On November 30, 2012, the Polish Theatre in Wroclaw held a premiere of Philoctetes, an ancient play directed by Wysocka and staged in Poland for the very first time. On stage, there were only four actors, empty space, bass sounds and a lot of questions: "Should a person excluded from society, sentenced to 10 years of exile, imprisonment and humiliation, forgive his tormentors? What is morality and in what cases does it legitimize violence? What are the higher purpose and the national treasures? Could they justify mass murder? Is it possible for a text written almost 2.5 thousand years ago to still be relevant and sound like a contemporary political thriller?" – as written on the theatre’s website.
Aneta Kyzioł of Polityka weekly noted: "Wysocka stages the drama, written in 409 BC, as a series of psycho-political negotiations played on a sloping platform, to the accompaniment of guitar riffs (Rafał Kronenberger in the role of the chorus).

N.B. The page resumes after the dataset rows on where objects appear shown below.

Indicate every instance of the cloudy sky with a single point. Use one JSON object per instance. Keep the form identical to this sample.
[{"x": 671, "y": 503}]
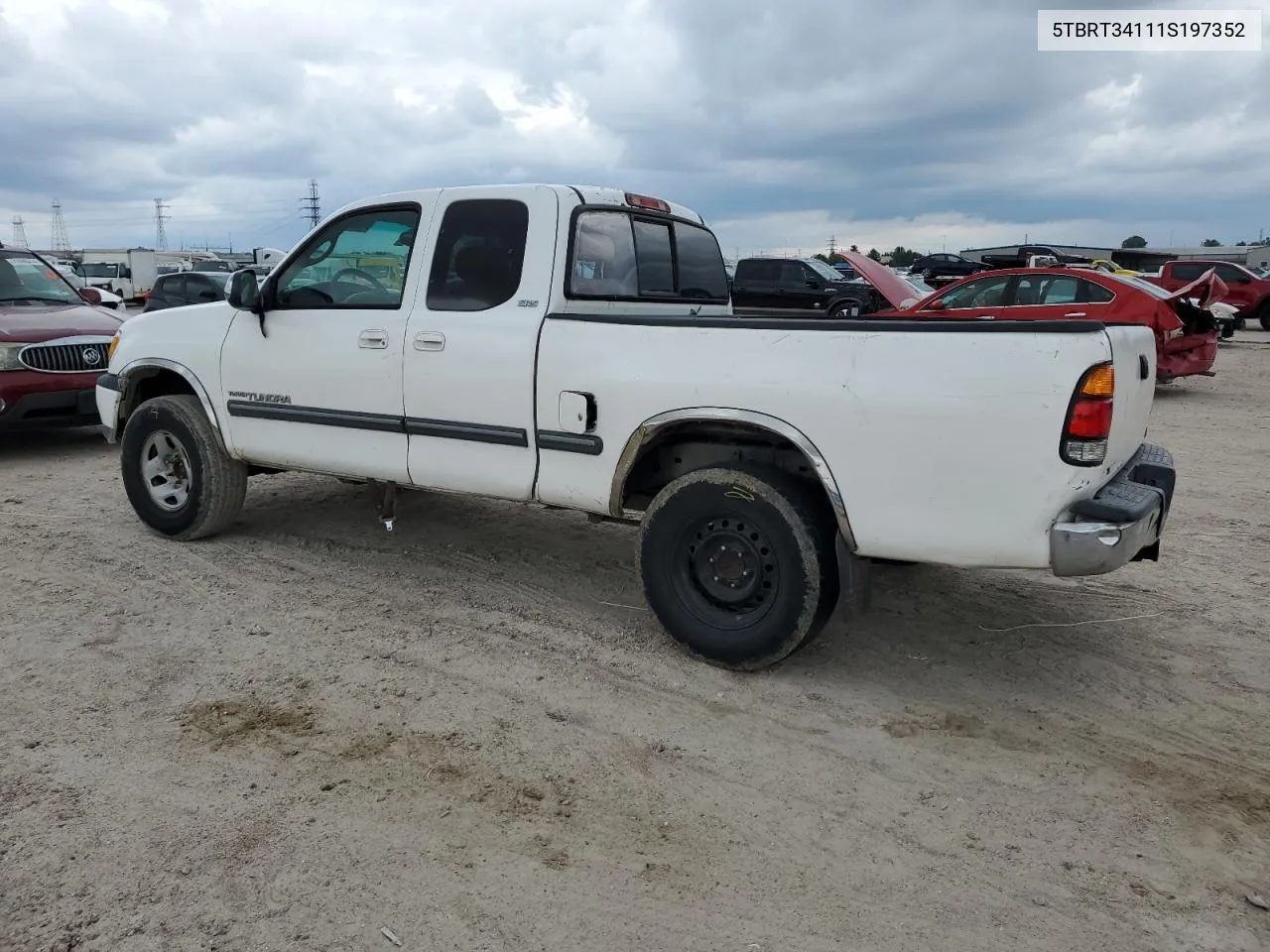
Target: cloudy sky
[{"x": 929, "y": 123}]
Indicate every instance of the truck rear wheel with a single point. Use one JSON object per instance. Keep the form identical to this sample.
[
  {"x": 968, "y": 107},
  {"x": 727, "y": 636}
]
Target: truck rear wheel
[
  {"x": 180, "y": 481},
  {"x": 738, "y": 565}
]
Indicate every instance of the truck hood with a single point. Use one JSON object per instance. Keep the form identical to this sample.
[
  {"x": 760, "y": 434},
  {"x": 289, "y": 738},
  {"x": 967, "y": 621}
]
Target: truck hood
[
  {"x": 1206, "y": 290},
  {"x": 898, "y": 293},
  {"x": 32, "y": 324}
]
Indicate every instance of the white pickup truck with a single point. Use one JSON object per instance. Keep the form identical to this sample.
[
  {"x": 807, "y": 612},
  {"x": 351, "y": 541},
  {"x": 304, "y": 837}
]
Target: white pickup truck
[{"x": 575, "y": 347}]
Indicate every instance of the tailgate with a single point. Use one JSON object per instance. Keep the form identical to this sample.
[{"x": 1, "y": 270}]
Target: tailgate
[{"x": 1133, "y": 352}]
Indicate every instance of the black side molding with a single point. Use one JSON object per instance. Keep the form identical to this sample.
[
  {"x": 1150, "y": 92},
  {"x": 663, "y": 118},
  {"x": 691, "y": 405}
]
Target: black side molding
[
  {"x": 289, "y": 413},
  {"x": 585, "y": 443},
  {"x": 474, "y": 431},
  {"x": 873, "y": 325}
]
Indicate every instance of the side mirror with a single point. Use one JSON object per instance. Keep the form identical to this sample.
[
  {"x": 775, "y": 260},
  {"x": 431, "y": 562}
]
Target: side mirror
[{"x": 244, "y": 294}]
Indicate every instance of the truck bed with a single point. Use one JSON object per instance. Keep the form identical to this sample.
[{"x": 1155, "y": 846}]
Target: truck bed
[{"x": 943, "y": 435}]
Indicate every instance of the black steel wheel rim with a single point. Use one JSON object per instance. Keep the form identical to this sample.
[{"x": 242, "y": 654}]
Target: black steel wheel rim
[{"x": 725, "y": 570}]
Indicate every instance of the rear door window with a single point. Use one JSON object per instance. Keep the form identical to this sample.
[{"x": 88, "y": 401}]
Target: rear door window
[
  {"x": 758, "y": 271},
  {"x": 620, "y": 255},
  {"x": 1187, "y": 272},
  {"x": 982, "y": 293},
  {"x": 479, "y": 255},
  {"x": 173, "y": 290},
  {"x": 1229, "y": 273},
  {"x": 654, "y": 259}
]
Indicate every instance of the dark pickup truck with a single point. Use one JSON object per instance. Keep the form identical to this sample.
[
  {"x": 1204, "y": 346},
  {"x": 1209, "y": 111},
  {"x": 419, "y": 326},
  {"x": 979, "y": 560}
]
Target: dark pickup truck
[
  {"x": 798, "y": 286},
  {"x": 1020, "y": 258},
  {"x": 1247, "y": 294}
]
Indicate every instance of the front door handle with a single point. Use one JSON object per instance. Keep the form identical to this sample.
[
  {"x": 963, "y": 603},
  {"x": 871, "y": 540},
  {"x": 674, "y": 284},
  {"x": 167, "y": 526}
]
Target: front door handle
[{"x": 430, "y": 340}]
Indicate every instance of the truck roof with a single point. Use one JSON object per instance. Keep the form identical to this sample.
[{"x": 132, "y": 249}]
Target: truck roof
[{"x": 589, "y": 194}]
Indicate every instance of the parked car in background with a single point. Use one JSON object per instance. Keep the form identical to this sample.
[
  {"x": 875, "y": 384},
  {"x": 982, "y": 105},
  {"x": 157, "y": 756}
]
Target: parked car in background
[
  {"x": 795, "y": 286},
  {"x": 1102, "y": 264},
  {"x": 1245, "y": 291},
  {"x": 113, "y": 301},
  {"x": 1187, "y": 333},
  {"x": 945, "y": 266},
  {"x": 54, "y": 344},
  {"x": 214, "y": 266},
  {"x": 128, "y": 273},
  {"x": 186, "y": 289}
]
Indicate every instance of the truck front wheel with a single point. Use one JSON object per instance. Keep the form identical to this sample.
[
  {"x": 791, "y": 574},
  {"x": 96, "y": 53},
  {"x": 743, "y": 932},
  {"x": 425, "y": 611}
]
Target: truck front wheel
[
  {"x": 738, "y": 565},
  {"x": 177, "y": 477}
]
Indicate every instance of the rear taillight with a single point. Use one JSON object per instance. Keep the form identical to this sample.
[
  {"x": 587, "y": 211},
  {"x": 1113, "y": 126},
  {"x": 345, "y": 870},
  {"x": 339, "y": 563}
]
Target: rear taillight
[
  {"x": 657, "y": 204},
  {"x": 1088, "y": 417}
]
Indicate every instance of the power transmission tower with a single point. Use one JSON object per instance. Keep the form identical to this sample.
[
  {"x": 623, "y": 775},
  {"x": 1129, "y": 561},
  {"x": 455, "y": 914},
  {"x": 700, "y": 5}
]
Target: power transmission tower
[
  {"x": 313, "y": 208},
  {"x": 160, "y": 232},
  {"x": 62, "y": 240}
]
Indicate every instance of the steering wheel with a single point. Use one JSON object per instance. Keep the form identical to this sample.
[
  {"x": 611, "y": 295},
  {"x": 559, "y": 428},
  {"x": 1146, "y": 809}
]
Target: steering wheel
[{"x": 359, "y": 273}]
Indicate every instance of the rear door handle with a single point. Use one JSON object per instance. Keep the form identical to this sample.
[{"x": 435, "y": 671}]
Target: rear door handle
[{"x": 430, "y": 340}]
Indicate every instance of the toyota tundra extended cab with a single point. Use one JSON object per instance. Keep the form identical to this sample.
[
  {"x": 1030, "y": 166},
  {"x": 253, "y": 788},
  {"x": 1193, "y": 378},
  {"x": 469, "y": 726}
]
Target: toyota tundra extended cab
[{"x": 575, "y": 347}]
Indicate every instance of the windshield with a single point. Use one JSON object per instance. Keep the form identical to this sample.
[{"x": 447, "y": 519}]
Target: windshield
[
  {"x": 23, "y": 277},
  {"x": 822, "y": 270}
]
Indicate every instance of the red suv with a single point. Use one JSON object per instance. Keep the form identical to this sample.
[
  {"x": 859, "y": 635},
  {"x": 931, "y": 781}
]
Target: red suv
[{"x": 54, "y": 345}]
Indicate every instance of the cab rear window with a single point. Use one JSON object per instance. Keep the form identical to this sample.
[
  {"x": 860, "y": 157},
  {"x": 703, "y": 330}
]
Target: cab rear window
[{"x": 617, "y": 255}]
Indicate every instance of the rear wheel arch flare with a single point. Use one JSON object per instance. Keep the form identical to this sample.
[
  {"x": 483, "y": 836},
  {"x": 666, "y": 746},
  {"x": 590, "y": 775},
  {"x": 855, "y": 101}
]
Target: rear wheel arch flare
[{"x": 706, "y": 424}]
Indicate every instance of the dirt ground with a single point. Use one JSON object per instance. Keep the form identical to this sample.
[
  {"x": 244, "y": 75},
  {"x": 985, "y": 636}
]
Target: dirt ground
[{"x": 470, "y": 733}]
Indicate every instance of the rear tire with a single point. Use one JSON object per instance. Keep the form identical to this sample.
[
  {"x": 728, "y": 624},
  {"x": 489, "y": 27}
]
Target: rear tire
[
  {"x": 739, "y": 565},
  {"x": 178, "y": 479}
]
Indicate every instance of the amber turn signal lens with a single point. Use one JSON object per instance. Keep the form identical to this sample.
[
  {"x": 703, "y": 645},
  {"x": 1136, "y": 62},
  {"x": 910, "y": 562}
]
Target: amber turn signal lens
[{"x": 1100, "y": 382}]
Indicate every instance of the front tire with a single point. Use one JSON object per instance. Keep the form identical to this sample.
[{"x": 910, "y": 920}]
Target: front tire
[
  {"x": 738, "y": 565},
  {"x": 180, "y": 481}
]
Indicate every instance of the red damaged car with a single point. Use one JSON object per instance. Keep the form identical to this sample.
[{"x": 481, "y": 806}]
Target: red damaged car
[
  {"x": 1187, "y": 330},
  {"x": 54, "y": 345}
]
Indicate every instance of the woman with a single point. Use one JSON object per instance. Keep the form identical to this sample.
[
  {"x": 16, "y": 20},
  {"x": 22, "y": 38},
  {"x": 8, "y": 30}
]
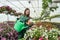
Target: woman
[{"x": 20, "y": 26}]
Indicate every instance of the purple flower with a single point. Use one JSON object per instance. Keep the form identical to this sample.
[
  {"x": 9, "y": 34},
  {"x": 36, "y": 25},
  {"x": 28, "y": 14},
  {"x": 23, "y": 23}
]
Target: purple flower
[{"x": 3, "y": 38}]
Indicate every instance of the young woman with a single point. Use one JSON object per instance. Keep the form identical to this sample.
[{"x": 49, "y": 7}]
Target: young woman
[{"x": 20, "y": 25}]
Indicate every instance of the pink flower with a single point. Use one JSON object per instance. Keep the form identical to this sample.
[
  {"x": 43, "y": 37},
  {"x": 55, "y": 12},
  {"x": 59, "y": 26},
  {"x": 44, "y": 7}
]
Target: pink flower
[
  {"x": 3, "y": 38},
  {"x": 41, "y": 38}
]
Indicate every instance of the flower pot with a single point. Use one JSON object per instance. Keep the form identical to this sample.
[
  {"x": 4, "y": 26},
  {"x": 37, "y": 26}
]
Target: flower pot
[{"x": 56, "y": 1}]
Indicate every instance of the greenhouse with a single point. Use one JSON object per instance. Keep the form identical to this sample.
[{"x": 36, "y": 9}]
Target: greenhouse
[{"x": 29, "y": 19}]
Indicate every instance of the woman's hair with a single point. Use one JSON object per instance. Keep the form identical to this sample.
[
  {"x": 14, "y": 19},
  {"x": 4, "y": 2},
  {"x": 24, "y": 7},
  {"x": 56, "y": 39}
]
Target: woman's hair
[{"x": 25, "y": 12}]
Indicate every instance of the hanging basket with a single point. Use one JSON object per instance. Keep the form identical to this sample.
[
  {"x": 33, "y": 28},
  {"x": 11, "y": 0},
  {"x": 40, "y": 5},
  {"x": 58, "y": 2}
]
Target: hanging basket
[
  {"x": 56, "y": 1},
  {"x": 52, "y": 4}
]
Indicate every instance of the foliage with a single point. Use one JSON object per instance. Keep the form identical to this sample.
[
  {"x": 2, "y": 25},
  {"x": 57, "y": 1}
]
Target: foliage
[
  {"x": 9, "y": 10},
  {"x": 46, "y": 10},
  {"x": 42, "y": 32}
]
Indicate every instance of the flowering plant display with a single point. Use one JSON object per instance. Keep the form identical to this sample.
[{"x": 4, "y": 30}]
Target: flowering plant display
[{"x": 41, "y": 33}]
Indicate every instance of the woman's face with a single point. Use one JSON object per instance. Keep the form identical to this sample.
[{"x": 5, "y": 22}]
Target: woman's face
[{"x": 27, "y": 12}]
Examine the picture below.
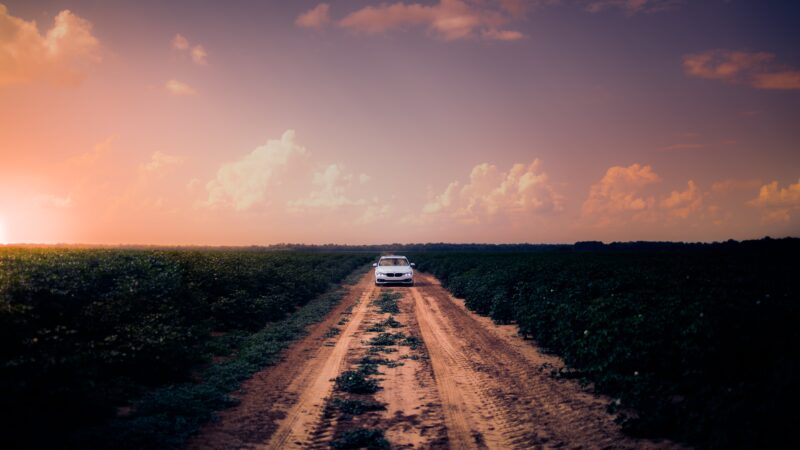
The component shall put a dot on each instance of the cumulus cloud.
(330, 186)
(778, 202)
(197, 52)
(502, 35)
(620, 192)
(60, 56)
(245, 183)
(448, 19)
(756, 69)
(682, 203)
(491, 193)
(317, 17)
(179, 88)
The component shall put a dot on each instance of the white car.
(394, 269)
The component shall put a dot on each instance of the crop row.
(700, 346)
(87, 334)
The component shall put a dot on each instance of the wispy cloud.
(197, 52)
(683, 146)
(632, 6)
(179, 42)
(317, 17)
(490, 194)
(179, 88)
(447, 19)
(61, 56)
(757, 69)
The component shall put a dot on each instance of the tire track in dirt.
(314, 385)
(468, 384)
(266, 398)
(497, 395)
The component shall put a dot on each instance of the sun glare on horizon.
(3, 238)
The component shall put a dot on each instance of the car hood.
(394, 268)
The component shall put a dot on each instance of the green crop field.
(698, 344)
(108, 348)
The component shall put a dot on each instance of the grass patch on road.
(387, 302)
(356, 382)
(356, 407)
(369, 438)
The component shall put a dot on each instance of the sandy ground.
(469, 384)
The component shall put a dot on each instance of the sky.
(252, 123)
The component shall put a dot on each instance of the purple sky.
(360, 122)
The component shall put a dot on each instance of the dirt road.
(445, 378)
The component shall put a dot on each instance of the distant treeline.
(581, 246)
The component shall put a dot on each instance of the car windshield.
(393, 262)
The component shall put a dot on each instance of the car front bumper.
(390, 278)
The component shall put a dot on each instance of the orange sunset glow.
(413, 121)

In addition, it has handsome actors in paramilitary costumes, and carnage at Troy to the rhythm of The Doors’s Riders on the Storm for the finale. A pretty little thing.” The audience rewarded the director with applause, and Magda Piekarska reported in Wroclaw daily Gazeta Wyborcza:
Philoctetes is the second production by Wysocka staged at Polish Theatre in Wrocław. As in Volokolomsk Highway, here she takes a closer look at the masculine world of war and politics. She reconstructs its mechanisms on the stage with pinpoint precision. But while the Highway dazzled with design and the structure of its musical composition, this time we get a much more modest performance. Space is limited here to a square surface, tilted toward the audience and covered with paper, on which appear the names of the heroes of the Trojan War, hand painted by Neoptolemus. Lemnos is nothing like a Greek paradise - a bare piece of land, cold and unpleasant. Neoptolemus wraps himself up in a feather jacket, and it seems that the newcomers with faces half-covered with glasses sailed here not by ship but by submarine. Somewhere in the distance, echoes carry the sound of explosions. And the text of the Greek tragedy combines with the conventions of a political thriller.
The musical talent of the director was also manifested in the performance Jesus Christ the Savior, in which she sang, and sometimes screamed and musically recited, the legendary monologue of eccentric German actor Klaus Kinski. She was accompanied on stage by two musicians – drummer Leszek Lorent and guitarist Bartłomiej Tyciński. She collaborated with Michał Zadara on Chopin Without a Piano during which she executed a literary transcription of the two piano concertos by Frederic Chopin. The performance premiered on 23 March 2013 at the Juliusz Słowacki Theatre in Kraków. The scenario was based on theoretical and philosophical works, biographies, Chopin's letters and interviews with outstanding pianists. Łukasz Drewniak in a review for Teatralny.pl webside wrote:
Chopin by Zadara and Wysocka is a tribute to experimental theatre, which does not betray high culture and becomes a classic right now because of the quality of performance. It is a new tone in Polish theatre which hopefully will not be wasted.
In 2014 Wysocka directed Moby Dick, an opera in four acts based on Herman Melville's novel. The opera was staged at the Grand Theatre – National Opera in Warsaw. The director created images correspond with the music composed by Eugeniusz Knapik and libretto by Krzysztof Koehler. Wysocka admitted it was the music that made her engage into the project.